LinuxQuestions.org

LinuxQuestions.org (/questions/)
-   Linux - Newbie (http://www.linuxquestions.org/questions/linux-newbie-8/)
-   -   shell scripting for extracting input from different directorires (http://www.linuxquestions.org/questions/linux-newbie-8/shell-scripting-for-extracting-input-from-different-directorires-842660/)

kswapnadevi 11-05-2010 11:26 PM

shell scripting for extracting input from different directorires
 
I have two input data files ‘input1’ and ‘input2’ with same name (different values) in different directories like dir1, dir2, dir3, dir4. I have to take these two input files from each directory one at a time (i.e, first inputs from dir1; after final ouput; same process for dir2; etc) to execute the following shells ‘t1prog’ and ‘t2prog’. The output of these two shells ‘t1out’ and ‘t2out’ is input to java program named as ‘RNA’. I placed these three statements in a shell like ‘RNA final’. When I run this shell, final output is coming from Java program.

SHELL SCRIPT FOR MAKING THIS THREE STATEMENTS IN A LOOP LIKE ACCEPTING INPUTS (input1 and input2) FROM EACH DIRECTORY ONE AFTER ANOTHER and execute the two shells ‘t1prog’ and ‘t2prog’, redirect their outputs to ‘t1out’ and ‘t2out’ and run the java program and redirect the final output to a new file ‘RNA out’ for each directory inputs i.e., ‘RNAout’ is output file for input from dir1; ‘RNAout1’ is output file for input from dir2; so on.

Code:

Sh  t1prog > t1out (presently I am given ‘done<input1’ inside  this
                    shell script; because I am executing this shell in 
                    dir1 only) 
Sh t2prog > t2out (similarly  done<input2)
Java RNA. (t1out and t2out are inputs into this program)


(NEW SCRIPT LINE FOR REDIRECTING THE OUTPUT TO A FILE ‘RNAout’ as a
 fourth line of the script after executing the java program is also
needed )

THANKS IN ADVANCE.

joec@home 11-05-2010 11:46 PM

While it was a different kind of coding, I was working on something similar that once I hit very large data sets I had to change my coding to optimize searches. Not quite what you are looking for but may still be useful.

http://forums.theplanet.com/index.ph...dpost&p=605109

catkin 11-06-2010 04:46 AM

Quote:

Originally Posted by kswapnadevi (Post 4150773)
THANKS IN ADVANCE.

I'd like to help but you haven't asked a question!

It might help if you
  1. posted the input data files (or a few lines, if they are big)
  2. the directory+file tree
  3. how what happens when you run your script (copy and paste from the terminal into the post is good) and explain how it differe from what you want.
This would give a clear understanding of what you are doing and what you question is.

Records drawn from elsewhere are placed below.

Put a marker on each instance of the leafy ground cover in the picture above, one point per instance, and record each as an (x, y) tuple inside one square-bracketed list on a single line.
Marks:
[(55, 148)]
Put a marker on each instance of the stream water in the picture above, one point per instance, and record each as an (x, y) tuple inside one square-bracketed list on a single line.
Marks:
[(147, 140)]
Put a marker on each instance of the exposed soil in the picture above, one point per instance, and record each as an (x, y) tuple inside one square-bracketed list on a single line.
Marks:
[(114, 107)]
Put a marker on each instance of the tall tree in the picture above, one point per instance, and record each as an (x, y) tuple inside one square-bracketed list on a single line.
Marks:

kswapnadevi 11-06-2010 06:13 PM

Shell scripting
 
I written two shell scripts named 't1prog' and 't2prog' and executed these two by giving the input inside the program (done < input1 for t1prog and done < input2 for t2prog). I am redirecting the output from t1prog to 't1out' and t2prog to 't2out'. Third, I written a java program which takes 't1out' and 't2out' as input (inside the program) and give the final ouput. This entire process from the beginning I am doing in a directory 'dir1' where my data files 'input1' and 'input2' are placed.

I NEED A SHELL SCRIPT TO PUT THESE THREE ACTIVITIES IN A LOOP LIKE

1. Accepting 'input1' from Dir1 and read by 't1prog' automatically
2. Run the shell script 't1prog' and redirect the output to 't1out'
3. Accepting 'input2' from Dir1 and read by 't2prog' automatically
4. Run the shell script 't2prog' and redirect the output to 't2out'
5. Run the java program 'java RNA' and redirect its output to 'RNA1out'

After executing the above 5 steps and the shell has to take the inputs from 'dir2' directory (because the filenames are same and format same; values different)do the 5 steps and redirect the output after 5th step to 'RNA2out'. Like this it has to accept the input from each directory, repeat 5 steps above and redirect the output to sepearte output file like 'RNAoutnout'. All directories named as 'dir1' 'dir2' dir3' like this. All these are placed in a single directory 'RNA'.

PLS WRITE A SHELL SCRIPTING FOR THIS WHICH IS ESSENTAIL IN MY BIOINFORMATICS RESEARCH. THANKS IN ADVANCE.
Quote:

Originally Posted by catkin (Post 4150893)
I'd like to help but you haven't asked a question!

It might help if you
  1. posted the input data files (or a few lines, if they are big)
  2. the directory+file tree
  3. how what happens when you run your script (copy and paste from the terminal into the post is good) and explain how it differe from what you want.
This would give a clear understanding of what you are doing and what you question is.


kswapnadevi 11-07-2010 01:05 AM

I am herewith posting all the details. kindly help me.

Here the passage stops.